Back to school: From binding books to reading them
Day in and day out, 12-year-old Mohsin would work 10-hour shifts hauling around huge piles of books, desperate to know what was written inside of them.
Working at a book-binding business near his house in northern India, he would be physically exhausted at the end of the day, with no time to play or attend school.
"The whole day I’d carry piles of books; my hands would hurt terribly," Mohsin said. "I was surrounded by books, but I didn’t know what was in them. All I thought about was how it would be if I could study these books I carried tirelessly all day."
Mohsin would earn about 24 pence each week to help his family - his father has bad asthma and cannot work, while his mother Kanij works odd jobs to try to support her family. Mohsin’s three older brothers married and moved out, but that still left eight people in the house to support, and his mother appreciated the help that Mohsin’s work brought to the family.
This is a common situation for many children in India, where 3.25 million children aged five to 14 work.
But things started to change for Mohsin in 2013 when World Vision began a project in his city to help children who were not attending school by creating 14 centres that they could attend. Staff members identify children who are working and invite them to join. They receive tutoring and learn about issues related to child protection. Twenty-one local teachers have spent countless hours tutoring more than 3,000 children at these centres.

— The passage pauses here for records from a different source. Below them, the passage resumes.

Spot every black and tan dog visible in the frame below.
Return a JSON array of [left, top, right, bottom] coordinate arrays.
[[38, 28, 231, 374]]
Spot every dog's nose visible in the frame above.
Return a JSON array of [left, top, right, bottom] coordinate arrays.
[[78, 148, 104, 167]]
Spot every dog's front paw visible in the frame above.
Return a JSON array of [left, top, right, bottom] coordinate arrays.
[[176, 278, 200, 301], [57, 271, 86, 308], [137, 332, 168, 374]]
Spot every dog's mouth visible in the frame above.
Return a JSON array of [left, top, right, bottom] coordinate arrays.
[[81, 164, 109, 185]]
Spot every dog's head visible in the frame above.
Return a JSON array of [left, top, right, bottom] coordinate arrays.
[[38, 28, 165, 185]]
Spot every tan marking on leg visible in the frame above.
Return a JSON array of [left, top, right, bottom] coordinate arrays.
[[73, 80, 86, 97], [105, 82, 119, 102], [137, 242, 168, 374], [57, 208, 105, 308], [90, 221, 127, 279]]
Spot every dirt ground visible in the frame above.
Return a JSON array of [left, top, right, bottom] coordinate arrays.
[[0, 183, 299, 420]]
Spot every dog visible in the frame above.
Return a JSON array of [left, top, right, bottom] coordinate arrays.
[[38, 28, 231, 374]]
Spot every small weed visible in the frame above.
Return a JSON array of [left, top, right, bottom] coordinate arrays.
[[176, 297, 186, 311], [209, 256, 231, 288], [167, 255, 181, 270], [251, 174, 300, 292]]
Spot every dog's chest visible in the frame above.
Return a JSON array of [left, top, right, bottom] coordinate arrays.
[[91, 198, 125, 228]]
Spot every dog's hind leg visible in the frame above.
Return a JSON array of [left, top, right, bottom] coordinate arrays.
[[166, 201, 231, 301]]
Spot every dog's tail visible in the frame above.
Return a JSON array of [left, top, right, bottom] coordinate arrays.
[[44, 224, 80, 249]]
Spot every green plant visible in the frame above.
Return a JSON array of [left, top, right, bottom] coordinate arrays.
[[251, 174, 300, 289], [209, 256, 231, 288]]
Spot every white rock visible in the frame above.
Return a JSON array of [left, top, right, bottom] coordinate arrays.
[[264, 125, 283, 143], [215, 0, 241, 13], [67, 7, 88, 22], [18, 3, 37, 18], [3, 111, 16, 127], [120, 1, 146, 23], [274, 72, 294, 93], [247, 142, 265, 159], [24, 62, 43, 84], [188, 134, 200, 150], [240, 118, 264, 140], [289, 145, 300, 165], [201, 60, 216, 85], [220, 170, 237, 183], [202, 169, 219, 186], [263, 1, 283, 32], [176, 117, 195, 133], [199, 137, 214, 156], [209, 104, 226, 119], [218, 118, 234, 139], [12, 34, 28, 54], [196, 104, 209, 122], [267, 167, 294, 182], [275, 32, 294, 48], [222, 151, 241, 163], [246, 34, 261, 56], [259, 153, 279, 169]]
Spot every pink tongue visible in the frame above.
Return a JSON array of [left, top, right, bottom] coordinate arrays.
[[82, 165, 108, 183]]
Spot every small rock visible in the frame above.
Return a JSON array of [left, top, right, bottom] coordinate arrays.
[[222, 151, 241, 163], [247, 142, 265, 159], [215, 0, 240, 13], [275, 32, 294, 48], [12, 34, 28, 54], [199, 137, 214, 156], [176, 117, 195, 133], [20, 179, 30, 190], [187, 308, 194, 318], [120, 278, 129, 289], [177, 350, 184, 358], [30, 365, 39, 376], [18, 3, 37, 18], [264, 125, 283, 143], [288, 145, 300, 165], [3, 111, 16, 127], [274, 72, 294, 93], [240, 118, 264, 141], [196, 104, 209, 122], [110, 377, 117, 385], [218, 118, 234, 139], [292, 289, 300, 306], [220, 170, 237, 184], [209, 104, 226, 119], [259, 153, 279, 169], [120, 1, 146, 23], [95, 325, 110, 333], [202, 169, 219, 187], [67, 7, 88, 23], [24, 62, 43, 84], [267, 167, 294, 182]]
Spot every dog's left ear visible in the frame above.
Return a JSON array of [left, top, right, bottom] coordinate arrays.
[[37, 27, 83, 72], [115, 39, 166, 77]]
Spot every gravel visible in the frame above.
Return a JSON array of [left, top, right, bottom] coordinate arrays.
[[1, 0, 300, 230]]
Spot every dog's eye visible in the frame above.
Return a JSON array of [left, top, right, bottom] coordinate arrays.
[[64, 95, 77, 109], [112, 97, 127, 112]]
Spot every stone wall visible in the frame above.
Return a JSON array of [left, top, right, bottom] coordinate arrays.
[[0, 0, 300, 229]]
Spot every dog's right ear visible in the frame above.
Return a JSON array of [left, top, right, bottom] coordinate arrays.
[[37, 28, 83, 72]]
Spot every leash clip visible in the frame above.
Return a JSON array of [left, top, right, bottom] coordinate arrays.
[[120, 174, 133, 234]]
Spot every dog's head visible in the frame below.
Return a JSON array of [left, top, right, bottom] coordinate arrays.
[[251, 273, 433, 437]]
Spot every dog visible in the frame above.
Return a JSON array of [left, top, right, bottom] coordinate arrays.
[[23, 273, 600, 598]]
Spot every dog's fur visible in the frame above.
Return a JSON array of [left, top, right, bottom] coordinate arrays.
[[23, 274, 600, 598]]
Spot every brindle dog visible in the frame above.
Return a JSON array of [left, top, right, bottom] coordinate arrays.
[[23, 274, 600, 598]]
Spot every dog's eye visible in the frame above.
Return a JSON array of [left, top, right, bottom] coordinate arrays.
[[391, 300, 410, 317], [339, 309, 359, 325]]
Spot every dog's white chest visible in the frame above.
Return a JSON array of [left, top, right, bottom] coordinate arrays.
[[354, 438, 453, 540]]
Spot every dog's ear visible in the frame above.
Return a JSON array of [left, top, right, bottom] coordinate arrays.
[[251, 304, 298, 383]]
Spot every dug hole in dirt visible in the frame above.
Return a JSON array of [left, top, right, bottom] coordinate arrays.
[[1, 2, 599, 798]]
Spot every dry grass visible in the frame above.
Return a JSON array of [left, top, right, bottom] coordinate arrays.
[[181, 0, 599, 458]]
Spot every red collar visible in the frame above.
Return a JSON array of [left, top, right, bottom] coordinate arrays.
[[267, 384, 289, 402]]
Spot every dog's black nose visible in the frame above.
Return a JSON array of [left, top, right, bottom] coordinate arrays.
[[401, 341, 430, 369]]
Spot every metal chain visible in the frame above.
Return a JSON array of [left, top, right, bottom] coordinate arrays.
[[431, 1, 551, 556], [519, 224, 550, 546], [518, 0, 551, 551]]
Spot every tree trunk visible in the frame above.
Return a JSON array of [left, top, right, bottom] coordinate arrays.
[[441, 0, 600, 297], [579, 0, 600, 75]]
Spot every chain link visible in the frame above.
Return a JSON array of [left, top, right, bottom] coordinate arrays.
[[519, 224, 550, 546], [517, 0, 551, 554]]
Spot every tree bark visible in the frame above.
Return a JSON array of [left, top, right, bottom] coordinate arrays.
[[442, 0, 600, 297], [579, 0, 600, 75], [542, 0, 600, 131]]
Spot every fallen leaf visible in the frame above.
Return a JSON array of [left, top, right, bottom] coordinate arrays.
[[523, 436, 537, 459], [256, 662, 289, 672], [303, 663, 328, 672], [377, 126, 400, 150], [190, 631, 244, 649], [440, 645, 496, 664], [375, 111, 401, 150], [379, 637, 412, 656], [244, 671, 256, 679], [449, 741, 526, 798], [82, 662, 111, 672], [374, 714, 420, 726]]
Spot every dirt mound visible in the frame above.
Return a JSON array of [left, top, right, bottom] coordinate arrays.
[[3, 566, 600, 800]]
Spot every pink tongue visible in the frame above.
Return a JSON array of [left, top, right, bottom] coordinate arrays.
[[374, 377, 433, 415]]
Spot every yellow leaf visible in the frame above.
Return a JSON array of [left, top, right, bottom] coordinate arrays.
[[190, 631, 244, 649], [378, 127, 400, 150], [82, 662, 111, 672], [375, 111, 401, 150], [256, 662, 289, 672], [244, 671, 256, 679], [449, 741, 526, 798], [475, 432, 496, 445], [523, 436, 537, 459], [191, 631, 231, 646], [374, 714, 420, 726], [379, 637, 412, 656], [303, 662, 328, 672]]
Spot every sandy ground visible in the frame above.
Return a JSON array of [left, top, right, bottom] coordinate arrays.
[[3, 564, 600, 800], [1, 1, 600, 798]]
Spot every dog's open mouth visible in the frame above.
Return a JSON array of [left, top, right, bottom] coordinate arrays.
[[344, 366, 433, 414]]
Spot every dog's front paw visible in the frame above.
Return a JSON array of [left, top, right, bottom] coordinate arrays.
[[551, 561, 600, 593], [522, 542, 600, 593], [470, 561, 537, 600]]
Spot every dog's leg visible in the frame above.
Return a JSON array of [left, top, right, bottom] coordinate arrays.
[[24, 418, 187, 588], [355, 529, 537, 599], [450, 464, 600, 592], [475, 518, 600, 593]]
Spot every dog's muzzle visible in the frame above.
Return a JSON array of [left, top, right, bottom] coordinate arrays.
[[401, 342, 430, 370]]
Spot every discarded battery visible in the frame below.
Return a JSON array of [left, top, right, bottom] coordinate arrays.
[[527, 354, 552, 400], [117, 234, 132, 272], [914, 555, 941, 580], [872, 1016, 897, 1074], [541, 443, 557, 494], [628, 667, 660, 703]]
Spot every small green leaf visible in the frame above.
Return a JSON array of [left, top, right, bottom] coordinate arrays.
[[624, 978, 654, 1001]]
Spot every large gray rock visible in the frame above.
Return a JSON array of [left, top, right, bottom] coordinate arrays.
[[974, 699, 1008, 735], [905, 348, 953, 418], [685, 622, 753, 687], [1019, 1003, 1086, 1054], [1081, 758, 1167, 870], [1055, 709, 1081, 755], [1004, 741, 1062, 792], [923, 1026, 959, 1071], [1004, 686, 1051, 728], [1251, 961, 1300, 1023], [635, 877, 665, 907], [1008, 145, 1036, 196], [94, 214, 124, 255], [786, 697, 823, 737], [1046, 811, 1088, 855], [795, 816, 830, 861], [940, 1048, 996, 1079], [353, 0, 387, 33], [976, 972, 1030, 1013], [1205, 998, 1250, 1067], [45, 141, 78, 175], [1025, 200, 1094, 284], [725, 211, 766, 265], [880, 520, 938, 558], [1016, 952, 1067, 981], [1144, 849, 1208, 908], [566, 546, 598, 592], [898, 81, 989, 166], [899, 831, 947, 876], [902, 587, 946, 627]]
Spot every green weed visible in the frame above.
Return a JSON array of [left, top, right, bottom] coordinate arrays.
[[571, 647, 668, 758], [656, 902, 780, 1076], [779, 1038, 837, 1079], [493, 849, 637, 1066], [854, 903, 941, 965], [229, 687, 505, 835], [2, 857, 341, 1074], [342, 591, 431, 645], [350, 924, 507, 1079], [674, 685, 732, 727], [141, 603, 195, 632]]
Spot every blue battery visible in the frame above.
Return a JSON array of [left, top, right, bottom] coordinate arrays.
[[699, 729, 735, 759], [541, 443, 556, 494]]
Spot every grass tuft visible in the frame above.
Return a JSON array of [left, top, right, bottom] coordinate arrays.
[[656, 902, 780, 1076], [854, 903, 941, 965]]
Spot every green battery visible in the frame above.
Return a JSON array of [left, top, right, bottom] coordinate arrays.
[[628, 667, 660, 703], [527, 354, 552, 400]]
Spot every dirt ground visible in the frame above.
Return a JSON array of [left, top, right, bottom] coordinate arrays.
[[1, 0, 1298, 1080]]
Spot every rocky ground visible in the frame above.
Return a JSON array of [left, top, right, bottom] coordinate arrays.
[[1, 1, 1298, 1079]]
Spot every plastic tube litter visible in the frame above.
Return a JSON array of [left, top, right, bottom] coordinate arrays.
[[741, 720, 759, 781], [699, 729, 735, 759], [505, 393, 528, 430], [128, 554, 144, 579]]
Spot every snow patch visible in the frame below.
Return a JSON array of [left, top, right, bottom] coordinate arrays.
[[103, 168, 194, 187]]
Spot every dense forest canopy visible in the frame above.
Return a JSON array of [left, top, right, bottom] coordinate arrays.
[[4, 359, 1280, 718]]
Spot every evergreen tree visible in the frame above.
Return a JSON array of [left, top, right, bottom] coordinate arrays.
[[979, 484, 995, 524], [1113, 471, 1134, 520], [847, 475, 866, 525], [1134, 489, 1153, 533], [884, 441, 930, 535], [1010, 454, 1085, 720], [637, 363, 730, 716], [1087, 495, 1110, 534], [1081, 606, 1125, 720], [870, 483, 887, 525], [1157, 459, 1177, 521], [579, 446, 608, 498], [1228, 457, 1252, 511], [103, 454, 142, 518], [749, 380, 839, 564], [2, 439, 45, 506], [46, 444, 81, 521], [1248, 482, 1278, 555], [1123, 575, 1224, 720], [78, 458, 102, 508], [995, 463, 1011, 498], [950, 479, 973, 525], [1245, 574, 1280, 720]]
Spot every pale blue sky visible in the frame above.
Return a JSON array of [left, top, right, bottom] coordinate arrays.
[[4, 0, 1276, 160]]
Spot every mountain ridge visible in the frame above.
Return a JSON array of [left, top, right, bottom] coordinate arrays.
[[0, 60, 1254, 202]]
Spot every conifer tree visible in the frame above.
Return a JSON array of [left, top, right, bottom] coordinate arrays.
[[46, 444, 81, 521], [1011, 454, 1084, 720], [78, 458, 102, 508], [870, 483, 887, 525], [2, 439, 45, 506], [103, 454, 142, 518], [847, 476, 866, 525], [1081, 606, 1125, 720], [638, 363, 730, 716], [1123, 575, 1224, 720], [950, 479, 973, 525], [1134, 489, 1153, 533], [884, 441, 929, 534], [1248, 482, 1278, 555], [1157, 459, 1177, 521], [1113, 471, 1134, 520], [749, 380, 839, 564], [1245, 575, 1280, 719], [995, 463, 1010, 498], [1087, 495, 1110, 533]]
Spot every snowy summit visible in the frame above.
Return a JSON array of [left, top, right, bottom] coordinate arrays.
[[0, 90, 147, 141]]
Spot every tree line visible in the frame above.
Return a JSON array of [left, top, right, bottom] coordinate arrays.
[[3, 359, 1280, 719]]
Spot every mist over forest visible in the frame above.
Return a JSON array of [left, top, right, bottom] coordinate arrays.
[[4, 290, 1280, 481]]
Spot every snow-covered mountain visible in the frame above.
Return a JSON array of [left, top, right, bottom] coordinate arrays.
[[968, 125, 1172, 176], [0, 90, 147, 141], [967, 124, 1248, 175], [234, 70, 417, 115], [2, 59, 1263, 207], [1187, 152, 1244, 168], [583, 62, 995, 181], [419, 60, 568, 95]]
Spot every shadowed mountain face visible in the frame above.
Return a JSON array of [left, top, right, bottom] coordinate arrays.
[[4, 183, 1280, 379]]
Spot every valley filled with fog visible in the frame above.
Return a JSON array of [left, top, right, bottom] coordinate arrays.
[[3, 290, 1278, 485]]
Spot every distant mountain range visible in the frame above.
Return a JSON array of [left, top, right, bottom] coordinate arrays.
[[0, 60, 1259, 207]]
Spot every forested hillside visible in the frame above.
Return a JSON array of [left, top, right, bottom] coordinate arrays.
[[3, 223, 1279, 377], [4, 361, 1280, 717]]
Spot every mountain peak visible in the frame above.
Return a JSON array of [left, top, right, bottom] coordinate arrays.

When Mohsin began attending, staff at the centre also spent time speaking with his family about the importance of education, and his mother realised that his life could be better if he’s able to attend school.
- World Vision Staff
World Vision works with families to provide them with better economic opportunities and connect them with government services they may be eligible to receive. These programmes help children go back to school as they no longer have to provide for their families. So far in Mohsin's city, the World Vision centres and government programmes in this project have helped more than 2,300 families and 7,600 children.
Just a year after Mohsin began attending the centre, the staff thought he was ready to quit working and enter formal school. Now when Mohsin leaves his house each morning he takes his prized possession - his schoolbag - and has time to play cricket with his friends, too. He feels healthier and happier, and while he once said he did not like his life, he now dreams of the future.
“I love my school books,” he said. “I enjoy school. I like studying English the most. I enjoy math and Hindi too. When I grow up, I want to be a police officer. I want to run fast and catch all the thieves, but I want to finish studying first. Without going to school, I will not become a good police officer.”